211.12(f)(1) LICENSURE Nursing services.:State only Deficiency.
(f) In addition to the director of nursing services, the following daily professional staff shall be available:

(1) The following minimum nursing staff ratios are required:

Census Day Evening Night
59 and under 1 RN 1 RN 1 RN or 1 LPN
60/150 1 RN 1 RN 1 RN
151/250 1 RN and 1 LPN 1 RN and 1 LPN 1 RN and 1 LPN
251/500 2 RNs 2 RNs 2 RNs
501/1,000 4 RNs 3 RNs 3 RNs
1,001/Upward 8 RNs 6 RNs 6 RNs



Observations:

Based on review of facility nurse staffing and staff interview, it was determined that the facility failed to ensure that, in addition to the Director of Nursing (DON), there was a registered nurse on duty, on the day and evening tours of duty on three of 21 days reviewed.

Findings include:

A review of nursing time schedules revealed there was no registered nurse on duty, on the day tour of duty, on April 18, 2022, from 7:00 AM to 3:00 PM (8 hours) with a resident census of 24; on the evening tour of duty, on April 20, 2022, from 3:00 PM to 11:00 PM (8 hours) with a resident census of 25; and on April 22, 2022, from 3:00 PM to 11:00 PM (8 hours) with a resident census of 23.

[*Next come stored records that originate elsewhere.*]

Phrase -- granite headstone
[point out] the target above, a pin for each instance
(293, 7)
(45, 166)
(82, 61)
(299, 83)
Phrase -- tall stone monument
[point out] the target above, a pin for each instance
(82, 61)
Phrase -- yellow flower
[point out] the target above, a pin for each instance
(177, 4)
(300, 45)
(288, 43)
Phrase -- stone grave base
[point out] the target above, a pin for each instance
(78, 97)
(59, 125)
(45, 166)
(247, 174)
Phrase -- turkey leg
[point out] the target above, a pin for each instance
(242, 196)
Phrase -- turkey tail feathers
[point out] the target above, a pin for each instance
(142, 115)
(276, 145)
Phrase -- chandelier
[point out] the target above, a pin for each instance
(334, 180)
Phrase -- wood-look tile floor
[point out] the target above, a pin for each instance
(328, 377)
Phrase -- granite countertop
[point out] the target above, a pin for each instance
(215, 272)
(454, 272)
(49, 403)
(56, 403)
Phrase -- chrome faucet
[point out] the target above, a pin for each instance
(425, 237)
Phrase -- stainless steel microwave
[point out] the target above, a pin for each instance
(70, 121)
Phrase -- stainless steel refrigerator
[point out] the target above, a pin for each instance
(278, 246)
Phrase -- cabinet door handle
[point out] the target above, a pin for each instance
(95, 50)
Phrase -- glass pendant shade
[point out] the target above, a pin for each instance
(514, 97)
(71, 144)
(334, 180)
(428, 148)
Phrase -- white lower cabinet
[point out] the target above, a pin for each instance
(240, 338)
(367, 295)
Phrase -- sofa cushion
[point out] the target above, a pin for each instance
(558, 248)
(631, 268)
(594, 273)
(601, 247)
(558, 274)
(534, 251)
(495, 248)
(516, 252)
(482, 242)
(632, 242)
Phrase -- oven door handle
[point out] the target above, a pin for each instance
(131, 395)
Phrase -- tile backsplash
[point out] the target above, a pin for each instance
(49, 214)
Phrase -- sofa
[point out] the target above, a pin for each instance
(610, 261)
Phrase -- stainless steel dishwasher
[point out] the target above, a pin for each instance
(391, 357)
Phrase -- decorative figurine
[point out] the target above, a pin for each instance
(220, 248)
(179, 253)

During an interview with the Nursing Home Administrator (NHA), on May 26, 2022, at approximately 12:00 PM, confirmed that the facility failed to provide evidence, that in addition to the DON, there was a RN was on duty during the day and evening shifts on the above dates.





 Plan of Correction - To be completed: 06/30/2022

1. The facility is unable to retroactively provide another RN on the cited dates. The RNAC was also in the facility during the cited times.
2. The facility will employ a RN on the day shift and evening shift tour of duty in addition to the DON.
3. The DON was re-educated on the RN requirements under 2000. The NHA and DON will hold daily staffing meetings to ensure RN coverage in addition to the DON.
4. The NHA will complete an audit of the RN schedule weekly x 4 weeks then monthly x 2 months to ensure RN coverage in addition to the DON. The results will be submitted to the QAPI committee for review and analysis of need for ongoing monitoring.